From Equestrian Sports New Zealand:
Equestrian Sports New Zealand (ESNZ) has received notification from the International Equestrian Federation (FEI) that the B blood sample taken from Clifton Promise at the Burghley International Horse Trials has tested positive for the banned substance Reserpine. Clifton Promise, owned by Frances Stead, was ridden to victory at the event by Jock Paget in early September.
Paget is now required to submit written documentation to the FEI explaining the presence of the banned substance in Clifton Promise’s bloodstream. He is confident of providing the FEI with a comprehensive explanation which will be considered at a hearing of the FEI Tribunal.
Paget says that while the B sample result is disappointing, it was expected given the blood in the B sample was taken at the same time as the A sample.
“ I will continue to work closely with my team to provide a full explanation to the FEI.”
ESNZ was notified of the positive test from the A sample on 14th October, and since then both the rider and horse have been provisionally suspended from FEI and national competitions. In keeping with ESNZ’s own Clean Sport policy and its full support of the FEI’s Clean Sport programme, Paget has been stood down from any official ESNZ activity while the legal process is underway.
Jim Ellis, ESNZ Chief Executive, says Paget is understanding and fully supportive of ESNZ’s position as the FEI judicial process takes its course.
“ESNZ is confident that he will provide a full and persuasive explanation to the FEI.”
Update: Clifton Eventers posted the following statement on its Facebook page:
“As stated previously, Clifton Eventers will not be making any separate statement other than to emphasise once again that all the relevant parties state categorically that none of them have taken any actions with the intent of administering any prohibited substance. We would also reiterate that Clifton Eventers are firm supporters of all policies that prevent the use of any substances that enhance the performance of any horse. We all want a clean sport and a level playing field for competition. It is the only fair way for the best combination to become the winners on the day.”
Update: Jim Ellis, Equestrian Sports New Zealand chief executive, told New Zealand’s OneNews that Jock will lose his Burghley title as a result of the positive B sample.

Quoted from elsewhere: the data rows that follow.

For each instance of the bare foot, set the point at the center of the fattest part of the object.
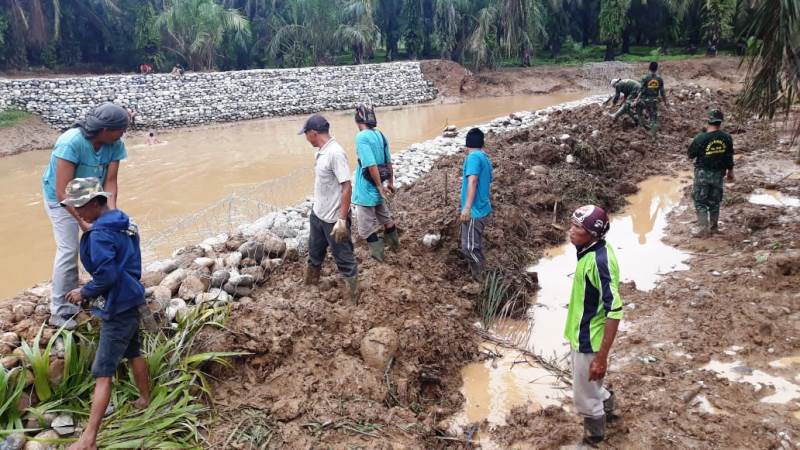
(141, 403)
(83, 444)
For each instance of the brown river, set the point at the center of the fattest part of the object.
(204, 181)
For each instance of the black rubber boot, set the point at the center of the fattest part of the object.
(393, 239)
(713, 223)
(608, 406)
(594, 430)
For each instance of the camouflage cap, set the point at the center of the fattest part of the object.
(81, 191)
(715, 116)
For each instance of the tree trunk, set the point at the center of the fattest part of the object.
(609, 56)
(555, 46)
(626, 42)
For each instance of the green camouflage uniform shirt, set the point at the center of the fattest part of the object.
(713, 156)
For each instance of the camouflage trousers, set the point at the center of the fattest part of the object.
(651, 106)
(634, 112)
(707, 191)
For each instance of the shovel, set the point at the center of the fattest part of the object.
(554, 224)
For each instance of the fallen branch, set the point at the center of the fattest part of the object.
(562, 374)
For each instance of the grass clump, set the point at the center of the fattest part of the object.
(180, 391)
(497, 300)
(11, 117)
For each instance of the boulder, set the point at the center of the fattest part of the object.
(254, 250)
(176, 309)
(63, 424)
(23, 310)
(257, 272)
(162, 294)
(13, 442)
(204, 262)
(49, 435)
(8, 342)
(379, 346)
(191, 287)
(214, 295)
(233, 259)
(150, 279)
(173, 280)
(274, 246)
(219, 278)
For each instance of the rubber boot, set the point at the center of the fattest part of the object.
(393, 239)
(350, 289)
(701, 230)
(594, 430)
(376, 249)
(609, 405)
(312, 275)
(713, 225)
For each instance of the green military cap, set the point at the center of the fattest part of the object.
(81, 191)
(715, 116)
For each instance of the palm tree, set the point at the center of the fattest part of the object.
(196, 29)
(773, 59)
(613, 20)
(522, 24)
(304, 30)
(358, 32)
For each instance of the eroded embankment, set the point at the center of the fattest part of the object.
(307, 382)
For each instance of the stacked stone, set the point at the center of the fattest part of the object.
(164, 100)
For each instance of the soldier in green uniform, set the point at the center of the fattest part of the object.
(712, 151)
(629, 89)
(652, 87)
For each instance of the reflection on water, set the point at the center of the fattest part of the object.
(163, 186)
(636, 235)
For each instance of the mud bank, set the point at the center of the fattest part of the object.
(308, 382)
(311, 380)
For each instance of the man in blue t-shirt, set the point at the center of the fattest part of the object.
(92, 148)
(369, 192)
(476, 206)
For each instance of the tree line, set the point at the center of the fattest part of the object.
(241, 34)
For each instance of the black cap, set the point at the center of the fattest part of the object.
(316, 123)
(475, 138)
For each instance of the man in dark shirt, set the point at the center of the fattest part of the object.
(712, 152)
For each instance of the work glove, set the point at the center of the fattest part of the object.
(340, 230)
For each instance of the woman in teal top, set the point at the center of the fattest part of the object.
(92, 148)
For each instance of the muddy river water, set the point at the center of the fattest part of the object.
(204, 181)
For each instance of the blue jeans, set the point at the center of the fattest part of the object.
(119, 337)
(65, 265)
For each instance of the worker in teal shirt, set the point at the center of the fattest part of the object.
(476, 205)
(92, 148)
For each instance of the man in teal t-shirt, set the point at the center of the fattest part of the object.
(90, 149)
(595, 309)
(369, 193)
(476, 206)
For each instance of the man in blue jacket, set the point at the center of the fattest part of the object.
(109, 251)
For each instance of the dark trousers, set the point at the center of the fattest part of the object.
(320, 239)
(472, 245)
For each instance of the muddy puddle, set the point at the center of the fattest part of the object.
(200, 182)
(495, 386)
(769, 197)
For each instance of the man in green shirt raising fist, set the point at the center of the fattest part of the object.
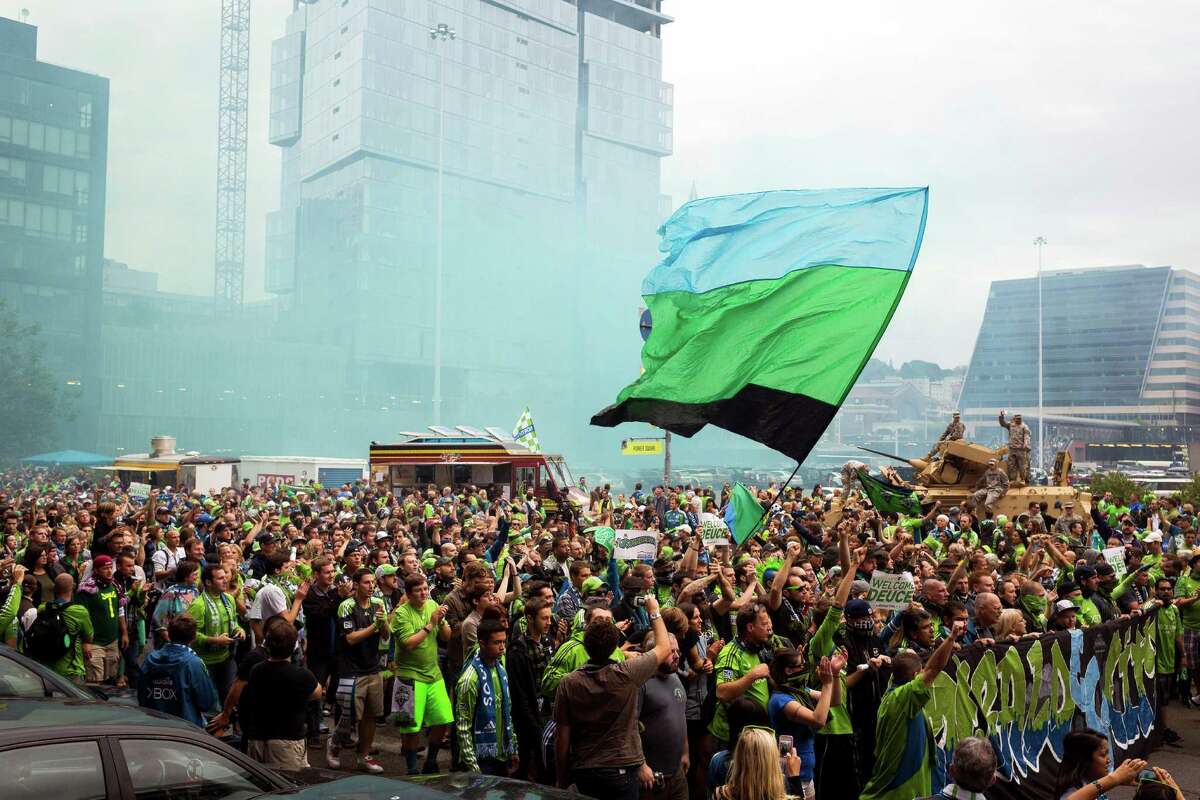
(216, 627)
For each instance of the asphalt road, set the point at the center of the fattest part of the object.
(1183, 763)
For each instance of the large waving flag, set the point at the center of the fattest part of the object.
(766, 307)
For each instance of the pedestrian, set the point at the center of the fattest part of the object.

Andrew Nicholson and Avebury now become this year’s Burghley winners. Jim also said Jock likely won’t present his case before the FEI tribunal until February or March.
From One News:
“Jock must now provide a plausible and satisfactory explanation to the FEI over the coming months as to why that banned system was in Clifton Promise’s blood,” Equestrian Sports New Zealand chief excutive Jim Ellis told TV ONE’s Breakfast.
Paget is confident of providing a comprehensive explanation which will be considered at a hearing.
The hearing could happen as late as February and March of next year giving Paget a significant time to build his case but no matter what the outcome, he will be stripped of his Burghley title.
“The Burghley title will be lost as a result of this,” Ellis said.
“The rule violation makes that automatic and clearly the FEI tribunal will consider a period of suspension and, taking into account the evidence and facts of the matter that Jock will put to them, and I really can’t pre-empt what that will be.”
As a result, fellow New Zealander Andrew Nicholson is now the winner of Burghley title finishing second in the prestigious event in September.
“I’m a good friend of Jock’s and I’m a great admirer of his riding abilities and what he does,” Nicholson told Breakfast.
“But you have to look at it from my side as well – my horse Avebury was second at the time, he has done nothing wrong, he has done his job very well. I’ve done my job very well and that’s sport.”